European Medicines Agency plans public access to information on side effects
The European Medicines Agency has published its plans for granting public access to the information held in its databases of the potential side effects of human and veterinary medicines.
The two policies published today explain the Agency's plans to release information held in its EudraVigilance and EudraVigilance Veterinary databases. These are the central repositories for reports of suspected adverse reactions related to medicines authorised in the European Economic Area and medicines being studied in clinical trials.
For human medicines, the Agency plans to produce monthly reports summarising the information held in EudraVigilance for all medicines authorised centrally via the Agency by the end of this year, extending this to searchable reports for all medicines by the end of 2012.
The Agency plans to make further improvements to the search and data-output functions and to supply the pharmaceutical industry with access to tools allowing the detection and analysis of signals on adverse reactions to human medicines by 2015, subject to budget being available.

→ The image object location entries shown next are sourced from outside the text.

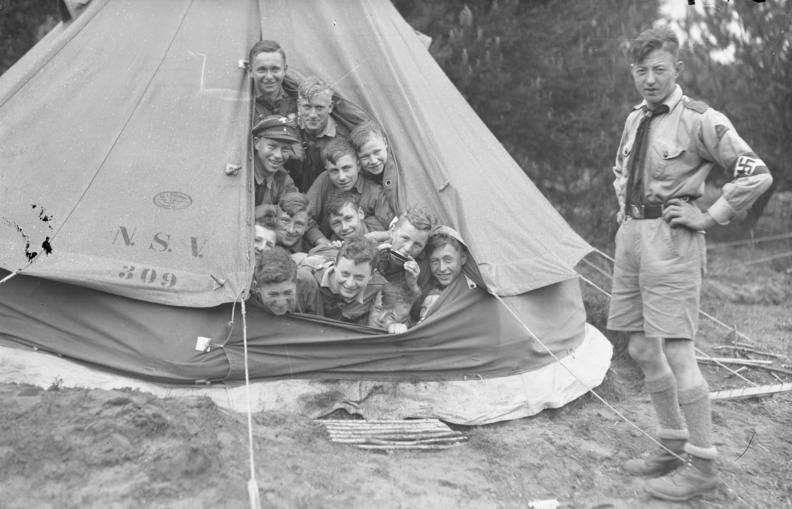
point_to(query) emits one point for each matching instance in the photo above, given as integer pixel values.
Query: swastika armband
(748, 165)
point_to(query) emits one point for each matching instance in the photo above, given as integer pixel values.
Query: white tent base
(470, 402)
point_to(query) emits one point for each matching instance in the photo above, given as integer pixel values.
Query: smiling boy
(342, 173)
(268, 69)
(348, 286)
(390, 310)
(668, 147)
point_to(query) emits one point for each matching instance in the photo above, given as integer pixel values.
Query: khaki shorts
(657, 279)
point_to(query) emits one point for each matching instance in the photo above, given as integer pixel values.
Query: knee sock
(663, 392)
(696, 408)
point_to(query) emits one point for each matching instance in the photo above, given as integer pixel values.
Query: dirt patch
(92, 448)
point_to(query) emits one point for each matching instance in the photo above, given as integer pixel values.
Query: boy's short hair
(359, 250)
(294, 203)
(270, 218)
(312, 86)
(275, 266)
(337, 148)
(266, 47)
(338, 199)
(397, 292)
(438, 240)
(361, 134)
(653, 39)
(420, 217)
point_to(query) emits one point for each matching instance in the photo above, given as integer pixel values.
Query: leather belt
(652, 210)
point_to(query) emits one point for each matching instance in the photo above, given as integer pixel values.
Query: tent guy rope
(252, 485)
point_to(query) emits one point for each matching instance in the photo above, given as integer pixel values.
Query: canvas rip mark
(46, 247)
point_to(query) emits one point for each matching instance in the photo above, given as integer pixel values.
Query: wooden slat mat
(391, 434)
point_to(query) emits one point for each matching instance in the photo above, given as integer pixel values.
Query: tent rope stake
(252, 485)
(588, 389)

For veterinary medicines, the Agency aims to produce monthly reports summarising the information held in EudraVigilance Veterinary, initially for all medicines authorised centrally. Currently, it plans to implement this in 2012, although this is subject to adequate resources being made available.

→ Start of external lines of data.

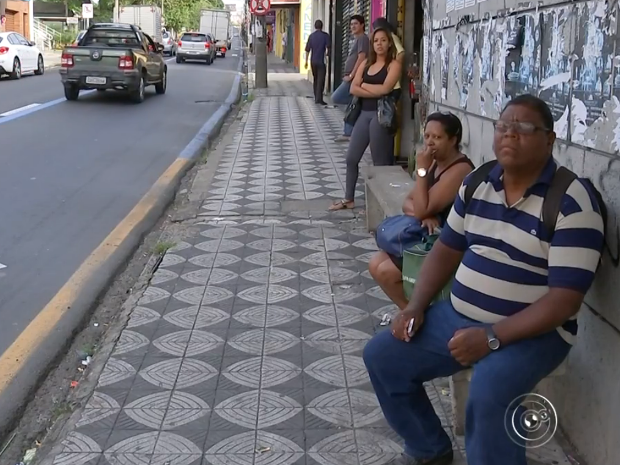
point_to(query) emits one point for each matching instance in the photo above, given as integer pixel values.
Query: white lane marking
(20, 109)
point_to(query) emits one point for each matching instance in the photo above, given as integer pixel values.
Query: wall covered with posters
(486, 52)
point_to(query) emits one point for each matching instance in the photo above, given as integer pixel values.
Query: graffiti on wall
(555, 76)
(567, 55)
(484, 54)
(592, 71)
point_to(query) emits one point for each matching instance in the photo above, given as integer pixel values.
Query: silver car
(196, 46)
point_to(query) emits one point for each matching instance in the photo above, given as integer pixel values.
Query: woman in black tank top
(375, 78)
(440, 171)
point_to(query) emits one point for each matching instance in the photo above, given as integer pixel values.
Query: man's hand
(401, 321)
(469, 345)
(431, 224)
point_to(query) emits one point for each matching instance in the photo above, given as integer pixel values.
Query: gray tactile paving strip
(246, 348)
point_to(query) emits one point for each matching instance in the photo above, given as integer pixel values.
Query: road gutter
(24, 365)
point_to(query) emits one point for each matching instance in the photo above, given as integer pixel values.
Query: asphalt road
(71, 171)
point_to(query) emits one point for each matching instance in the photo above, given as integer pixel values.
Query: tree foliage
(178, 14)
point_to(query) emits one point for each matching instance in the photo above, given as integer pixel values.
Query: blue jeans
(397, 370)
(342, 96)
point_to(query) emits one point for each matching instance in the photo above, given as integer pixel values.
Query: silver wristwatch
(492, 340)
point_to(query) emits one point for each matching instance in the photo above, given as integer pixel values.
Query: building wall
(17, 18)
(568, 56)
(305, 29)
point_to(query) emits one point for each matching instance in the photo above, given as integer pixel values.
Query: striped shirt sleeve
(453, 232)
(577, 243)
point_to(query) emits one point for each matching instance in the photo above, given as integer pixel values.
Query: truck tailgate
(98, 61)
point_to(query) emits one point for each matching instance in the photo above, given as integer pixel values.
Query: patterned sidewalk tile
(246, 348)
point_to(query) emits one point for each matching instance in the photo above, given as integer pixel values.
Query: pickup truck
(114, 57)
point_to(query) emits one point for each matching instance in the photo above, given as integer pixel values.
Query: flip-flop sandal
(341, 205)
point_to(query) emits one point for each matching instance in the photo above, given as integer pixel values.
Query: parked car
(196, 46)
(18, 56)
(114, 57)
(170, 46)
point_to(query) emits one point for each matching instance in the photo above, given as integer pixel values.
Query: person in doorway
(383, 23)
(269, 40)
(441, 168)
(317, 48)
(512, 314)
(375, 78)
(358, 51)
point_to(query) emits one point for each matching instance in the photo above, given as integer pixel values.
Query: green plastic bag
(412, 264)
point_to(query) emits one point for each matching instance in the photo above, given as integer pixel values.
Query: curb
(28, 360)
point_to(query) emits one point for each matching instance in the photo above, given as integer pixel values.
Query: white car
(19, 56)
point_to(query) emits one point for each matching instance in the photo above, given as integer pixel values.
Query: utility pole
(260, 55)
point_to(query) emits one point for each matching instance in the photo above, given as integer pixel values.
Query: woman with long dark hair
(375, 78)
(441, 168)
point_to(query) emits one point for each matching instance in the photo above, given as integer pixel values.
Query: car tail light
(66, 60)
(125, 62)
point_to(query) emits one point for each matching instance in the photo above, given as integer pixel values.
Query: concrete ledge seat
(386, 190)
(459, 386)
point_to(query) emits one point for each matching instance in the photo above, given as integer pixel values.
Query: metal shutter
(348, 9)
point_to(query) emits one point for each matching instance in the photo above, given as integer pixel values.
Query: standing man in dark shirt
(318, 45)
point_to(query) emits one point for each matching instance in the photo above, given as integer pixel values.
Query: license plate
(95, 80)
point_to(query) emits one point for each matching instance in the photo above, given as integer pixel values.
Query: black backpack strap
(552, 204)
(476, 178)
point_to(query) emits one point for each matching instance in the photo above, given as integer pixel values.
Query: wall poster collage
(536, 50)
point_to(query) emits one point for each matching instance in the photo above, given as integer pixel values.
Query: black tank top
(432, 179)
(370, 104)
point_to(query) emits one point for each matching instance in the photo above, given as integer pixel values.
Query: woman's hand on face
(431, 224)
(424, 158)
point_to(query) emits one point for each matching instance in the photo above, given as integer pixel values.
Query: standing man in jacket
(358, 51)
(317, 48)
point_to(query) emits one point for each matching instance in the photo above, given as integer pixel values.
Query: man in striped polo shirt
(515, 298)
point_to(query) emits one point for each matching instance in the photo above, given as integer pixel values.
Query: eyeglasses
(519, 127)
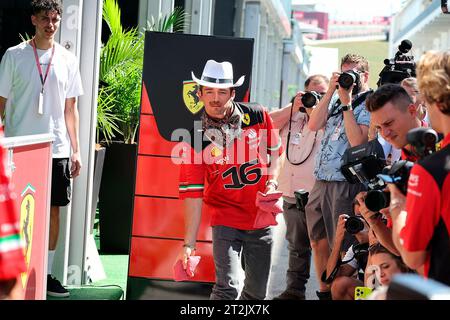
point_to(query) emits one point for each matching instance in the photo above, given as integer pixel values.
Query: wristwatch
(347, 107)
(272, 182)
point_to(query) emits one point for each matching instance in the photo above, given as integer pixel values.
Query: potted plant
(121, 62)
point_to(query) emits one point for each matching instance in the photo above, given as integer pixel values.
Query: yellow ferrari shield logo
(190, 98)
(215, 152)
(246, 118)
(26, 225)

Marketing-authorisation holders will also have access to facilities for performing surveillance analysis as part of the development of EudraVigilance Veterinary 3, currently scheduled for delivery by the end of 2013.
For both human and veterinary medicines, the Agency will consider providing access to data for research purposes on a case-by-case basis, in line with its objective of protecting public health.
The access policies were developed as part of the Agency's ongoing drive to increase its levels of transparency. They aim to contribute to the protection of human and animal health, by providing the Agency's stakeholders, including other medicines regulatory authorities, healthcare professionals, patients, consumers, the pharmaceutical industry and research organisations, with as much information as possible from these databases. They also take European Union legislation on the protection of personal data into account.
The Agency prepared the policies with input from its stakeholders. It has also prepared an explanatory note for the policy on human medicines to give additional information on its implementation.